The Massey Composite computer rankings collect rankings on every team across many computer rankings systems available.
This is about as close of a matchup as there can be, with perhaps the only difference being how consistently each team is rated...computers seem less sure of the Hokies.
Overall statistics are provided by the KenPom rating system and provide a breakdown for total team efficiency as well as offensive- and defensive-specific numbers.
Virginia Tech features the No. 8 offense and No. 28 defense, while Florida State is just the opposite: No. 12 defense with the No. 35 offense. The weaker side of the ball for each team is still very good, however, so it's hard to describe this matchup as strength-on-strength.
Offensive personality ratings are defined as follows:
- Pace: The number of possessions the team has averaged per 40 minutes of clock time.
- Total Rebound %: The percentage of possible rebounds — offensive and defensive — that the team gained.
- Assist %: The percentage of made shots that were assisted.
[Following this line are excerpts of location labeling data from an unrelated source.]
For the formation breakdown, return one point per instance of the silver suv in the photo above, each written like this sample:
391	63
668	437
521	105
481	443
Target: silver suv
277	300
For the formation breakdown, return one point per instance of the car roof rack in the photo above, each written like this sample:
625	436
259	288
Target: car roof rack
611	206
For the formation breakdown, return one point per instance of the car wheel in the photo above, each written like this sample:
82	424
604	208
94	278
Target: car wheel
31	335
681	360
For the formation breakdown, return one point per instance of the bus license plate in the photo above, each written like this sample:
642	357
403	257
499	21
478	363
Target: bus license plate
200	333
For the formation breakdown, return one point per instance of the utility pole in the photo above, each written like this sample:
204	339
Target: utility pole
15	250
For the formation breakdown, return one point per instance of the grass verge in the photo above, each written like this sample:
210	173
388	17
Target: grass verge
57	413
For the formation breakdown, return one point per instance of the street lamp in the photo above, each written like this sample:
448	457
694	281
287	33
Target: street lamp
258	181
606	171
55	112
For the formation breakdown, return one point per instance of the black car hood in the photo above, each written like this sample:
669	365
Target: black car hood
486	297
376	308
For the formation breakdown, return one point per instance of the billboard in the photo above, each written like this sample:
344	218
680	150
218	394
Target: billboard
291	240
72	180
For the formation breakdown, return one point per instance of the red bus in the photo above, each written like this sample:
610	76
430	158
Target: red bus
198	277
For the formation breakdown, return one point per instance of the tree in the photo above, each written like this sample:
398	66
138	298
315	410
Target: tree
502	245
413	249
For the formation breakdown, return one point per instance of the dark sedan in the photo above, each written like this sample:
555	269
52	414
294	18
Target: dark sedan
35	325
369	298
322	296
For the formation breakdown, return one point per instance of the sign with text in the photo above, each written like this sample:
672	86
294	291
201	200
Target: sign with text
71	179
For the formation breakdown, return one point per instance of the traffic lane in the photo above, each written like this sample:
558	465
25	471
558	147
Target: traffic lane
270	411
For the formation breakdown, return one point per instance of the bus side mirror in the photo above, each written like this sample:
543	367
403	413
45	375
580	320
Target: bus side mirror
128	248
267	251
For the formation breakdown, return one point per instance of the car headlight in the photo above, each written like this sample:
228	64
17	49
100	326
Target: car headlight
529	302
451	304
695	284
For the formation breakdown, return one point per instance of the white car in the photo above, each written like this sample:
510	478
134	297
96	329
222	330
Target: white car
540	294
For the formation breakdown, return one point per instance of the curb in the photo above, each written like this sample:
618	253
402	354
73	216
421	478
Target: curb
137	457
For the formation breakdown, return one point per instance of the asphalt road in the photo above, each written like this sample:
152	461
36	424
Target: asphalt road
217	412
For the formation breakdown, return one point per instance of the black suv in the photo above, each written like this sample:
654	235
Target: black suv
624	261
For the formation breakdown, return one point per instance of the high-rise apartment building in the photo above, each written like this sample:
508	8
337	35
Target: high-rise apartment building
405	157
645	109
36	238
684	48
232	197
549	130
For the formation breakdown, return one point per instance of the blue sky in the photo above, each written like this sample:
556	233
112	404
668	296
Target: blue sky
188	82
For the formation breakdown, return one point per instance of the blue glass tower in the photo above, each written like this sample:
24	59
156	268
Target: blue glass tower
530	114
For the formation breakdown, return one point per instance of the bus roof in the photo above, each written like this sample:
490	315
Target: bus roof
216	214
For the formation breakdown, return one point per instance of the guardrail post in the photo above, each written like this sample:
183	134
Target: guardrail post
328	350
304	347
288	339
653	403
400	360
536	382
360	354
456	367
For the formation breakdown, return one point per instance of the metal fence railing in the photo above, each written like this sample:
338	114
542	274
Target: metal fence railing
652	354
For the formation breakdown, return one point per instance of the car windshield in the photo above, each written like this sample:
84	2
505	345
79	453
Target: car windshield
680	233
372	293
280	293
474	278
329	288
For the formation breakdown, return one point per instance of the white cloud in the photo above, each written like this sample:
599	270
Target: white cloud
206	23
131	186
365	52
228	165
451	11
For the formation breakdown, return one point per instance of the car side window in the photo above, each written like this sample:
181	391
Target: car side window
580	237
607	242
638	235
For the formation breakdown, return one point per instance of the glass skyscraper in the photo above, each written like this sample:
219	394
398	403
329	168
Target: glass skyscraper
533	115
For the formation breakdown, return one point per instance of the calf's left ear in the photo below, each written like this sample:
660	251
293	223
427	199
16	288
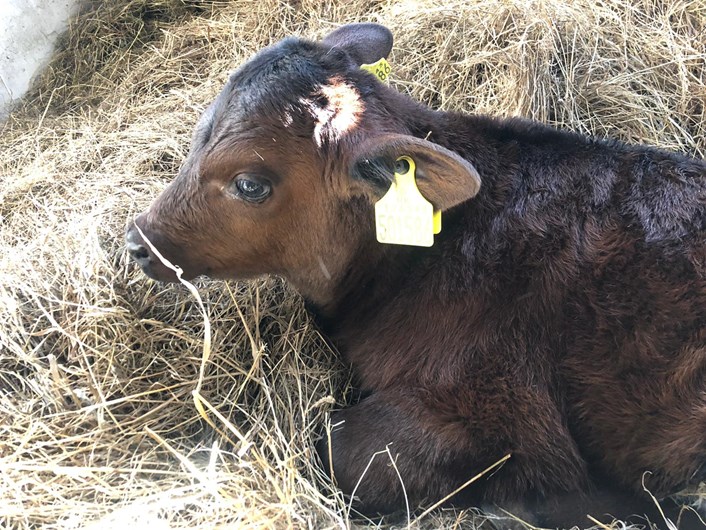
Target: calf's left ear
364	42
444	178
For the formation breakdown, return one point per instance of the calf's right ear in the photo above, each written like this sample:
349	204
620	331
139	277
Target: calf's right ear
365	42
443	177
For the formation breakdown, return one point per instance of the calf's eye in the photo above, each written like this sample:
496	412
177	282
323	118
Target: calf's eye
251	190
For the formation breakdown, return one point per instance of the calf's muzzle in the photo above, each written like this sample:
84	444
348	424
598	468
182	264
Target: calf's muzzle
144	256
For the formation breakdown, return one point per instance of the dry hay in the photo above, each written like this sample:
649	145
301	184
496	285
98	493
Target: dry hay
97	363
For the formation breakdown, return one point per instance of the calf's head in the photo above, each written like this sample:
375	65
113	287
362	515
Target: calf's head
286	164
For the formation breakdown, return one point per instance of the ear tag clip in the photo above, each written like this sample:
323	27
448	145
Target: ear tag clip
380	69
403	216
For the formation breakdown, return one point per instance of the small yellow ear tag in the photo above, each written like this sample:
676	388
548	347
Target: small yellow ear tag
403	216
380	69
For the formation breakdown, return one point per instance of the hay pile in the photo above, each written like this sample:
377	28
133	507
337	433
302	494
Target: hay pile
97	363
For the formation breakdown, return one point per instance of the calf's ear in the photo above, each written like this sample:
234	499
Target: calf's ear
444	178
365	43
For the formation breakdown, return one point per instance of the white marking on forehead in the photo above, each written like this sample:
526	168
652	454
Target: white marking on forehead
341	113
324	268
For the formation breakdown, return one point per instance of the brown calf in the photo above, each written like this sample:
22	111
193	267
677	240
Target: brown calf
560	315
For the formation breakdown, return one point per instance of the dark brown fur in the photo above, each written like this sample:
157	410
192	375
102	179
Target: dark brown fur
559	317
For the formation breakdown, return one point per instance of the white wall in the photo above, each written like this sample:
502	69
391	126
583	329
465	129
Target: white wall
28	32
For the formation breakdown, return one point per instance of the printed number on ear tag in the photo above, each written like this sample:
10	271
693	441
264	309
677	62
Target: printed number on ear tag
380	69
403	216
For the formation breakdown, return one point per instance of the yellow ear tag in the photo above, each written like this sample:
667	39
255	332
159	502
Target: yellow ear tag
380	69
403	216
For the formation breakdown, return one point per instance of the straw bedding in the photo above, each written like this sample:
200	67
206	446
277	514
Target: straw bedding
98	423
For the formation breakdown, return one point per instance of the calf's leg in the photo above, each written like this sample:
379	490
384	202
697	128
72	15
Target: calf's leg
425	448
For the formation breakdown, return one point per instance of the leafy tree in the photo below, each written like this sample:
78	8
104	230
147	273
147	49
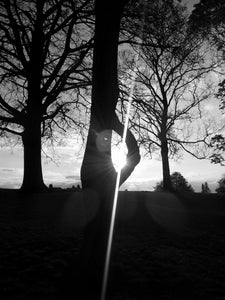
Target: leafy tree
221	185
43	45
205	188
179	184
169	88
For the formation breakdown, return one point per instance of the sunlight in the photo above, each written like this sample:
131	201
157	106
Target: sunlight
118	158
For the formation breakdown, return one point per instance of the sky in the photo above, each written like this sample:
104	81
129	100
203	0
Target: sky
65	170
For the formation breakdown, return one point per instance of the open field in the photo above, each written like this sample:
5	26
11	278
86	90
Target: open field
165	246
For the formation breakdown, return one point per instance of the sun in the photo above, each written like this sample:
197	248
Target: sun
118	158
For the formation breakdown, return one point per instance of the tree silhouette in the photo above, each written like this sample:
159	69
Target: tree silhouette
179	184
42	57
98	174
205	188
169	84
221	185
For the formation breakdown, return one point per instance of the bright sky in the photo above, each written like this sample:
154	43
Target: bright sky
66	171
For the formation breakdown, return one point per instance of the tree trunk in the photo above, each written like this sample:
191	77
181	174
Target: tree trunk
32	177
167	185
98	174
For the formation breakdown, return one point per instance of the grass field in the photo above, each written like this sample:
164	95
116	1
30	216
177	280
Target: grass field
165	246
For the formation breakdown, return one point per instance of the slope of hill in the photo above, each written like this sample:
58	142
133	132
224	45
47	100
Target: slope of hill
165	246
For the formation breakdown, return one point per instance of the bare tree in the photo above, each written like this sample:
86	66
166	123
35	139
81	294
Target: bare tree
170	85
98	174
43	50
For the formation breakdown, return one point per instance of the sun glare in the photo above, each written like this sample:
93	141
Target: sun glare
118	158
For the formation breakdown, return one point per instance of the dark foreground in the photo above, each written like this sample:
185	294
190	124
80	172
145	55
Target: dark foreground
165	246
The Seminoles play faster, but then again pretty much everyone plays faster than the Hokies. Slowing the pace down has been an especially effective adjustment Virginia Tech made in the absence of Justin Robinson. Otherwise, the biggest gap in team style is in assist percentage, with the Hokies about 10% higher.
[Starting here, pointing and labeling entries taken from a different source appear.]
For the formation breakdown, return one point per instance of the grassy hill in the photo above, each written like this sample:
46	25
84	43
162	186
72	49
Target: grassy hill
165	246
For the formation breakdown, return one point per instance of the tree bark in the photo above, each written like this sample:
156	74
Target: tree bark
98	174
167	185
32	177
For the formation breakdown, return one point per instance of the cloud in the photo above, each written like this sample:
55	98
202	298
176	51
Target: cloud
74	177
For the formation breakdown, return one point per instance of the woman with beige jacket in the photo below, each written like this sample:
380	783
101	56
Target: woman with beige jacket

Shooting offense is compared using these statistics:
- eFG %: Effective field goal percentage is a regular field goal percentage statistic but adjusted for the number of points the shot is worth.
- 3 Pt %: Rather than the percentage of 3-pt shots made, this statistic is the percentage of shots taken that are 3-pt shots.
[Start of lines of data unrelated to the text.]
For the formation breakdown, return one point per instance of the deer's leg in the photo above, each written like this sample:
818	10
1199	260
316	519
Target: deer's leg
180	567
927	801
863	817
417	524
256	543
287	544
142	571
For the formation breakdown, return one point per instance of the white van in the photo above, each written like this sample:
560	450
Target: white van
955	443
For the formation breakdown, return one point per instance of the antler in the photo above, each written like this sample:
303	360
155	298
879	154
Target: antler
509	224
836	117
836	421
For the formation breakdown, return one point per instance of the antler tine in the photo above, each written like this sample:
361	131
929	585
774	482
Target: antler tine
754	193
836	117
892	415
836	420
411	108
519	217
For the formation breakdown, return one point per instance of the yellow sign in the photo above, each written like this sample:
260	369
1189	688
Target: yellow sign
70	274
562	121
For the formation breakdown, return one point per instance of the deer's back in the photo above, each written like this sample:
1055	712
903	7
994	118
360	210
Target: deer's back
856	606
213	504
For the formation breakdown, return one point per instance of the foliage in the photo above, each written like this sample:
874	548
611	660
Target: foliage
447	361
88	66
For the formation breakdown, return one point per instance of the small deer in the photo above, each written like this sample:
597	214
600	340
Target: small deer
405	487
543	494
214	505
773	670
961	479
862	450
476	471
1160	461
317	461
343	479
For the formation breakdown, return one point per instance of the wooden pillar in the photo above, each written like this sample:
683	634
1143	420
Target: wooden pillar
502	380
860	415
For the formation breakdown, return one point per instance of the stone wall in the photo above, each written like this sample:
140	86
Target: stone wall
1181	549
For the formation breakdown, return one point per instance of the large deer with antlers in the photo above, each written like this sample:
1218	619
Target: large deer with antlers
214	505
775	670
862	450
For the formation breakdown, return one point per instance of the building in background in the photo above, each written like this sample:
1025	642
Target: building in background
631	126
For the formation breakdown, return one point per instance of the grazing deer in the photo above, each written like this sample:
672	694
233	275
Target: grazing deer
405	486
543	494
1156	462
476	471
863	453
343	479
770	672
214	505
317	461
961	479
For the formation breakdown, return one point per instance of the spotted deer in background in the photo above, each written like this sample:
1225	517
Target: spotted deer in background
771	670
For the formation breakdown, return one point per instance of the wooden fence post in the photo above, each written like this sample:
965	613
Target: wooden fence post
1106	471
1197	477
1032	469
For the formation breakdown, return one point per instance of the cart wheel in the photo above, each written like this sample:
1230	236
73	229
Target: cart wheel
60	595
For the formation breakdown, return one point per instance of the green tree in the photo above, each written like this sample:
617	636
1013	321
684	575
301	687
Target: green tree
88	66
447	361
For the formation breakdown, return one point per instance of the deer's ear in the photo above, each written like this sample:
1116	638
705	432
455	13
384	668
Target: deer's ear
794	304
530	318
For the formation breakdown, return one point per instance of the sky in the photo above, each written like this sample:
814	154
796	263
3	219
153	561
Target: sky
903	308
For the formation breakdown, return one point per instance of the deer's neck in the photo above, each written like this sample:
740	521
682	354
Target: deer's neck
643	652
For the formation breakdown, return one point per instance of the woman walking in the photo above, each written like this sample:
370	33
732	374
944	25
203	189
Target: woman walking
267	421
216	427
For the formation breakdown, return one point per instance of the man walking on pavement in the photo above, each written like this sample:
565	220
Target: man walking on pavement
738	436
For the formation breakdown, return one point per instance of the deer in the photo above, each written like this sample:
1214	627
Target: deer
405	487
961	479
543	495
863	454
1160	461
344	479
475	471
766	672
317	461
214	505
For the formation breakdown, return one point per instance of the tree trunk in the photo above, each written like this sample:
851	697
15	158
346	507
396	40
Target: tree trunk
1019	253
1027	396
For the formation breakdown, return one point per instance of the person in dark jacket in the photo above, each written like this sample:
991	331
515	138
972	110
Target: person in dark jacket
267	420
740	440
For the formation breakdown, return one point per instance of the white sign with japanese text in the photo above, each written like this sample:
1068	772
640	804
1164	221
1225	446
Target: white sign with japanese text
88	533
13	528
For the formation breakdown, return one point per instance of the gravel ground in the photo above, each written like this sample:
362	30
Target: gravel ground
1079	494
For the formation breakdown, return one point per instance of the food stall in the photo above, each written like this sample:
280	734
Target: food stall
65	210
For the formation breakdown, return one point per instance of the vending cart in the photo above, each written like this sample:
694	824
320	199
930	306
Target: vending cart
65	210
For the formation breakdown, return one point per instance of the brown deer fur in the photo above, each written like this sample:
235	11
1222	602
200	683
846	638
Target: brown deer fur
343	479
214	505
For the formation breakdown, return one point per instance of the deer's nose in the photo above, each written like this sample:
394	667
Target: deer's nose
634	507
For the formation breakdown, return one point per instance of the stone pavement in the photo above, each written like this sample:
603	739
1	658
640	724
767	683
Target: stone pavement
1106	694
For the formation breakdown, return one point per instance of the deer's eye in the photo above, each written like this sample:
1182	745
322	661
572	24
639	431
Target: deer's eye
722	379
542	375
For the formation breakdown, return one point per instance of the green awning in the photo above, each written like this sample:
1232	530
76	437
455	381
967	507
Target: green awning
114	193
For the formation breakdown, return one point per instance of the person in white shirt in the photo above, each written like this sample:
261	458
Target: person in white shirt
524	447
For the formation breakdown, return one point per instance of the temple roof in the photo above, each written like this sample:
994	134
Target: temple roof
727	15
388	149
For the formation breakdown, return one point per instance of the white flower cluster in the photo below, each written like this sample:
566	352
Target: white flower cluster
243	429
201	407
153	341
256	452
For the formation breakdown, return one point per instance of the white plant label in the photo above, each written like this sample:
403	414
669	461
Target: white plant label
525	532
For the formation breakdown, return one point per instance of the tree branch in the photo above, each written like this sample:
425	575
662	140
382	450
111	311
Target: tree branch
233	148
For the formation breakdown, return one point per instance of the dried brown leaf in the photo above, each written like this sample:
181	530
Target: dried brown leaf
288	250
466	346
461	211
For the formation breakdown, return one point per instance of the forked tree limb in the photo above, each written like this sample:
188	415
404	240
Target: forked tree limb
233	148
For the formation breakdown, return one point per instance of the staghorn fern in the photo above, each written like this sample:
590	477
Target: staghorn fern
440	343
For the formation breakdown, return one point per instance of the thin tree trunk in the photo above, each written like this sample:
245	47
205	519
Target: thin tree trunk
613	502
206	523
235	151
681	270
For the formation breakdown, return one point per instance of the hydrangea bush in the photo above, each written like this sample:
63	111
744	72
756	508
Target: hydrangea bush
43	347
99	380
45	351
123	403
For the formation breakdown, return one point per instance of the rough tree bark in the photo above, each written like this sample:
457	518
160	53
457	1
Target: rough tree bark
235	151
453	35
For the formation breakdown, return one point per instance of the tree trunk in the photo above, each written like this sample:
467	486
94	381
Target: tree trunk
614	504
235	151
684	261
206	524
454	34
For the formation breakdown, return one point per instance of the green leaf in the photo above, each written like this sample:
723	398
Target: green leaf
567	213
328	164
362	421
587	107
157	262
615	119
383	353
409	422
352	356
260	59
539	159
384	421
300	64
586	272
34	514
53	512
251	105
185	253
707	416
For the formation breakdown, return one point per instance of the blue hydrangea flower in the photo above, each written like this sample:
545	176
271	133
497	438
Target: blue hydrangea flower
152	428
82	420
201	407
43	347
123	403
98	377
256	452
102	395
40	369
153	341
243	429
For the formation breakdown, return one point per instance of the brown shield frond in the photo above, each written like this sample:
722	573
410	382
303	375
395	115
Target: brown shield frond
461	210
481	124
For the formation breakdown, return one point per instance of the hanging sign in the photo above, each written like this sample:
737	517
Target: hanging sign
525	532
- FTA per FGA: A reflection of a tendency to get fouled while shooting, this is the number of free throw attempts gained per field goal attempt taken.
For a good offense, the Seminoles really don't stand out in any of these areas. The Hokies on the other hand have an elite effective field goal percentage, combined with a high percentage of shots taken as three pointers.
The defensive personality statistics are defined as:
- Steal %: The percentage of opponent possessions that end with a steal.
- Block %: The percentage of opponent possessions that end with a block.
- Opponent Offensive Rebound %: The percentage of possible offensive rebounds gained by the opponent (so 100% - defensive rebound %).
While the teams almost couldn't be closer in steal percentage or rebound percentage, the Seminoles are clearly more adept at blocking.
The shooting defense metrics are the same as the shooting offense metrics, but based on opponents' performance.
As usual, the Hokies will try to force the Seminoles into taking three-point shots, which they do not typically take at a high rate.
I keep waiting for the Hokies shallow bench and a sidelined Robinson to catch up with them, but it never seems to happen. I'm obviously biased, but it's hard to imagine a better coaching job than Buzz Williams has pulled off this season. I thought perhaps the Miami game would signal a step back, but instead the team easily dispatched the Hurricanes. So I may as well be confident that none of that matters.